Scottish independence: SNP confident in Aberdeenshire
Counting is well under way in First Minister Alex Salmond's constituency of Aberdeenshire, with SNP politicians optimistic about the outcome.
Postal ballots are being tallied up at the Aberdeen Exhibition and Conference Centre in Aberdeen, with the main ballot boxes expected to arrive soon.
Earlier, counting officer Colin Mackenzie told staff at the centre that there may be some delays in the process given the foggy weather.
Local SNP politicians have been gathering at the count to await the result.
Stewart Stevenson, SNP MSP for Banff and Buchan, declined to make a prediction on the outcome but said: "The answer is out there in the boxes, and we'll know in a few hours.
"I'm confident we're going to do very well, but you know we have to look at the polls which have us sitting within the margin of error. It can be either way."
Reflecting on the campaign, he said: "It's been a very exciting day, just as it's been a very exciting campaign.
"We've seen a mammoth re-engagement with voting, with the democratic process.
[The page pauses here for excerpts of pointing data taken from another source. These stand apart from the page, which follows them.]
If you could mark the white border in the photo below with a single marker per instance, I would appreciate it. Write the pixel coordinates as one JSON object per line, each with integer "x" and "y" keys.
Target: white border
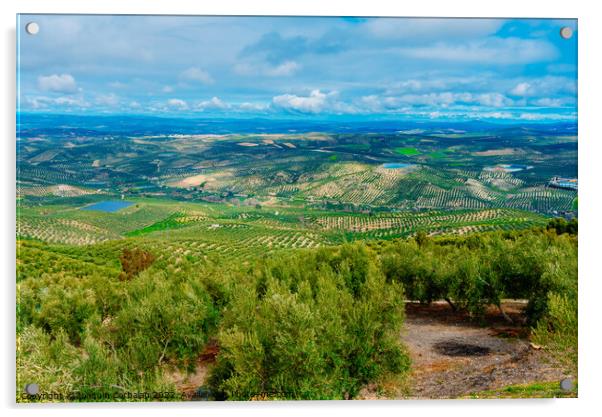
{"x": 590, "y": 138}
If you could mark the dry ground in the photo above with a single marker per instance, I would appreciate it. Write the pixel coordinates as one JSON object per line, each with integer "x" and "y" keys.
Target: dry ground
{"x": 453, "y": 356}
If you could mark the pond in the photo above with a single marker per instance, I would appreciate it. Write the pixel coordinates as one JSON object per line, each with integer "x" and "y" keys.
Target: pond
{"x": 108, "y": 206}
{"x": 396, "y": 165}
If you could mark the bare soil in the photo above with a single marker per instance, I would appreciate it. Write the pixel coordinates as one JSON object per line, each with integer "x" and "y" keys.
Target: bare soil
{"x": 453, "y": 355}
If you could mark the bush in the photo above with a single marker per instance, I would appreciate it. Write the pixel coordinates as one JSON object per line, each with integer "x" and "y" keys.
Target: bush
{"x": 134, "y": 261}
{"x": 316, "y": 325}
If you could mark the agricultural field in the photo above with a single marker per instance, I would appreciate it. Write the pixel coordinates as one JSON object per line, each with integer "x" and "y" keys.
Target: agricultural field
{"x": 195, "y": 225}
So whatever the outcome, it's very important that these people are encouraged to remain engaged.
"I think as politicians we've got to be much more prepared to go out and listen to people. It's the politicians more than anyone else. I don't think we should lay this at the door of joe public at all, far from it. Politicians have to learn new ways of engaging with folk.
"The key thing is that it seems that people have decided this is different because they can change the system, not just the faces. I think that's why people have got re-engaged. Given that that's why they're getting re-engaged, I think most of the people who are coming out to vote who don't normally vote are likely to be Yes voters."
Dr Eilidh Whiteford, SNP MP for Banff and Buchan, said: "I'm reasonably confident over Scotland. But I just don't know."
She added: "The atmosphere today was really quite electric. The great thing about today has been just the turnout is phenomenal. It shows that people on both sides really care about Scotland and want a better future for Scotland.
"The fact that so many people have turned out has set Scottish politics alight and raises the bar for all politicians to deliver on the expectations of people.
"I think whatever the result it's been a tremendously positive thing for Scotland, to have this debate and I think from tomorrow we all work together to make Scotland a better place to live and work.
Christian Allard, SNP MSP for North East Scotland, said: "You are always confident but it's impossible to know. There are so many people who are voting for the first time, so many people that the polls don't usually take account of. Anything can happen, and will.
"The job is done, the people have voted, the campaigns have been run. The democratic process has been fantastic.
"You can't expect more when people tell you they are more than 60-years-old and they voted for the first time and they are delighted to have voted.
"I've been meeting so many people, so many people who have voted for the first time. People queuing, people happy, families, young people of 16 and 17 who have been able to vote for the first time. It was close to a party atmosphere. It was a good family event and so it should be, it's about democracy."
Earlier, Mr Salmond cast his referendum ballot alongside first-time voters 18-year-old Natasha McDonald and Lea Pirie, 28, at Ritchie Hall, Strichen.